Comment des officines privées « ubérisent » la guerre de l’opinion


Une entreprise concurrente grignote vos parts de marché ? Votre adversaire politique grimpe dangereusement dans les sondages ? Votre procès pour corruption approche, et il serait de bon ton de détruire la crédibilité du lanceur d’alerte qui vous accuse ? Aucun problème, vous trouverez facilement quelqu’un qui vous mettra en contact avec un intermédiaire, qui, à son tour, vous présentera un groupe prêt à vous aider en montant de toutes pièces une campagne de désinformation clés en main. Le Monde et ses partenaires internationaux, coordonnés par le collectif Forbidden Stories, ont enquêté sur ces mercenaires de la désinformation qui prospèrent à la croisée des réseaux sociaux, des médias numériques et du cyberespionnage, influençant les opinions publiques, pesant dans l’ombre sur la vie politique et le monde des affaires.

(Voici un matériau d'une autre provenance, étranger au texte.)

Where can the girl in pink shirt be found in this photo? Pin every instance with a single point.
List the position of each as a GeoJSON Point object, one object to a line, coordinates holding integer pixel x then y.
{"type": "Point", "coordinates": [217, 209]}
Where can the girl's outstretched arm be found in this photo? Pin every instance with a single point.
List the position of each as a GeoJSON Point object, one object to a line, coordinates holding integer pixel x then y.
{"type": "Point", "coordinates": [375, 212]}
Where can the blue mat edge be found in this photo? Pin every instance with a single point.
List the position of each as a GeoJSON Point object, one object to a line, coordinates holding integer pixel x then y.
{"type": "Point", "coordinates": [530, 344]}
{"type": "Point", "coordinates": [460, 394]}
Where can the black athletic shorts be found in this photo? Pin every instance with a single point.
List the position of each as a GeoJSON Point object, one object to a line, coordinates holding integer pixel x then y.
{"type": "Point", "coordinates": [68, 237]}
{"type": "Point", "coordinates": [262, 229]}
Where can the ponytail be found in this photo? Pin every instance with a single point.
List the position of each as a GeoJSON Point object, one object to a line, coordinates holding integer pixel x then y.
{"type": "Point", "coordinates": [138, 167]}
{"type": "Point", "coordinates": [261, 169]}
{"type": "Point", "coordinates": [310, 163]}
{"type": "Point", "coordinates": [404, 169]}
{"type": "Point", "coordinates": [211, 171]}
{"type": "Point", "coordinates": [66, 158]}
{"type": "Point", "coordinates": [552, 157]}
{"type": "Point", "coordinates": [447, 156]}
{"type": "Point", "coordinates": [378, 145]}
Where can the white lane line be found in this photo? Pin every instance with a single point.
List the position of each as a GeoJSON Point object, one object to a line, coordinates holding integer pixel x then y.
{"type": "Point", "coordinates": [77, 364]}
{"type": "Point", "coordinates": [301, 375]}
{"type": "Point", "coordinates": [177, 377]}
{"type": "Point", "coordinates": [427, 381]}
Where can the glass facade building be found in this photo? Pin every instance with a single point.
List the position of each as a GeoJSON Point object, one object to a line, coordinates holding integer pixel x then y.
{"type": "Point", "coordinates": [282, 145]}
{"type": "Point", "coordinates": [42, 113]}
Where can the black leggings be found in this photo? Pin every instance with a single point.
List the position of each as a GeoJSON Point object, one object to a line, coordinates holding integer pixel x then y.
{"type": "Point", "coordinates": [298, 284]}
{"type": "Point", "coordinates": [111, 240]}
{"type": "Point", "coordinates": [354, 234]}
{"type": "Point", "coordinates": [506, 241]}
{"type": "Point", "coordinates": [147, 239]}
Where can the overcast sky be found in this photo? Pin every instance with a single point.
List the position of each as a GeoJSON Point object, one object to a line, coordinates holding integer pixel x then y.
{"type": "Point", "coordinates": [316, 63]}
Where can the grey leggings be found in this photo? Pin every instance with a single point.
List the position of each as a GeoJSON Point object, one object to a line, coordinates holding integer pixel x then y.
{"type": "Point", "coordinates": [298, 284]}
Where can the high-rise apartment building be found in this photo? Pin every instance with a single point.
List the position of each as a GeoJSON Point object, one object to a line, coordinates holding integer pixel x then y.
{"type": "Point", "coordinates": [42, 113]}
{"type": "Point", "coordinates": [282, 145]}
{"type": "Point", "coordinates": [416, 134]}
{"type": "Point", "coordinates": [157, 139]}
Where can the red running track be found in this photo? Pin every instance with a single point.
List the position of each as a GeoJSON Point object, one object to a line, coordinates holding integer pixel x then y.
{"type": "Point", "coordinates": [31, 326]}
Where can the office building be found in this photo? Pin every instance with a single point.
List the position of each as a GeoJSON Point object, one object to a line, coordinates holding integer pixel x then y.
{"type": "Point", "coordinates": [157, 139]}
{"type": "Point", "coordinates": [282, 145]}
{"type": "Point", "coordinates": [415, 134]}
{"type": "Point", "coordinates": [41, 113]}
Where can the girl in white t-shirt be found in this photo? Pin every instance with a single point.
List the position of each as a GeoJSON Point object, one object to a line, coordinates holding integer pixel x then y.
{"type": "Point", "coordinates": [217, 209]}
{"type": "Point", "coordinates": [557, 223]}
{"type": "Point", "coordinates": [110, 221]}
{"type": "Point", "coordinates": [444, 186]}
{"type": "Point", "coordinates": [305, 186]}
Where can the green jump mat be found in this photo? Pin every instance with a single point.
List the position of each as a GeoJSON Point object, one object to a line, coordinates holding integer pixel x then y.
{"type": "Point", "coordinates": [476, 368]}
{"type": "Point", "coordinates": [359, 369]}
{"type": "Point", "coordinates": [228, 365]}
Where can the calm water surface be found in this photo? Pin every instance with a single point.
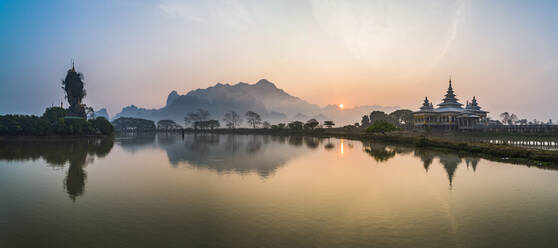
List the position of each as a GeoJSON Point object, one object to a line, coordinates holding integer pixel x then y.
{"type": "Point", "coordinates": [265, 191]}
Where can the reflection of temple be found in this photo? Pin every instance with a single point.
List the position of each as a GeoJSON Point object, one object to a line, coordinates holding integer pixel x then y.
{"type": "Point", "coordinates": [450, 115]}
{"type": "Point", "coordinates": [76, 152]}
{"type": "Point", "coordinates": [379, 152]}
{"type": "Point", "coordinates": [450, 163]}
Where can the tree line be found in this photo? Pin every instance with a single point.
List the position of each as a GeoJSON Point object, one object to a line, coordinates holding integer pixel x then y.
{"type": "Point", "coordinates": [200, 120]}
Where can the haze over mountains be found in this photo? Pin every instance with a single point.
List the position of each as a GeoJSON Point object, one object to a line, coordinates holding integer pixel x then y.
{"type": "Point", "coordinates": [273, 104]}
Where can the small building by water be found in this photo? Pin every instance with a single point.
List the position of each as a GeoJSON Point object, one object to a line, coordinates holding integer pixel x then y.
{"type": "Point", "coordinates": [450, 114]}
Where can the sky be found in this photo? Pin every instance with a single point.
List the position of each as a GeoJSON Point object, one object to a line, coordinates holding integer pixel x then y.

« Story Killers », enquête sur les mercenaires de la désinformation

Durant plusieurs mois, une vingtaine de rédactions, dont celle du Monde, ont enquêté, au sein du consortium Forbidden Stories, sur les entreprises spécialisées dans les manipulations d’opinions publiques et la diffusion de fausses informations. Dans le cadre de ce projet baptisé « Story Killers », trois journalistes du consortium ont notamment pu participer, en se faisant passer pour des intermédiaires d’un potentiel client français, à plusieurs rendez-vous avec des officines vendant des outils d’influence « clés en main ».

Cette enquête a notamment permis de révéler l’existence de « Team Jorge », une très discrète société israélienne qui revendique son ingérence dans plusieurs dizaines d’élections à travers le monde. Elle offre à ses clients un arsenal de services illégaux, depuis le piratage des boîtes e-mail et messageries privées d’adversaires jusqu’à la diffusion massive de campagnes d’influence grâce à un gigantesque réseau de faux comptes sur les réseaux sociaux.

Les services de renseignement n’ont pas le monopole des campagnes de désinformation. Aux côtés des grands organes de propagande russes, iraniens ou occidentaux, une galaxie d’acteurs privés propose leurs services, contre rémunération, pour mener des opérations. Plus ou moins réussies, plus ou moins discrètes, elles servent les intérêts d’entreprises, de candidats à des élections ou de personnalités.

Des sociétés, liées à l’écosystème sécuritaire, notamment en Israël, offrent tout l’éventail des opérations menées par des services de renseignement

Certaines de ces sociétés ont pignon sur rue et proposent des « campagnes non attribuées », c’est-à-dire difficilement traçables, et du « marketing d’influence » relativement légaux, à défaut d’être éthiques, à l’aide de tribunes placées dans des magazines et de faux comptes sur les réseaux sociaux. D’autres, plus discrètes et liées à l’écosystème sécuritaire, notamment en Israël, offrent tout l’éventail des opérations menées par des services de renseignement.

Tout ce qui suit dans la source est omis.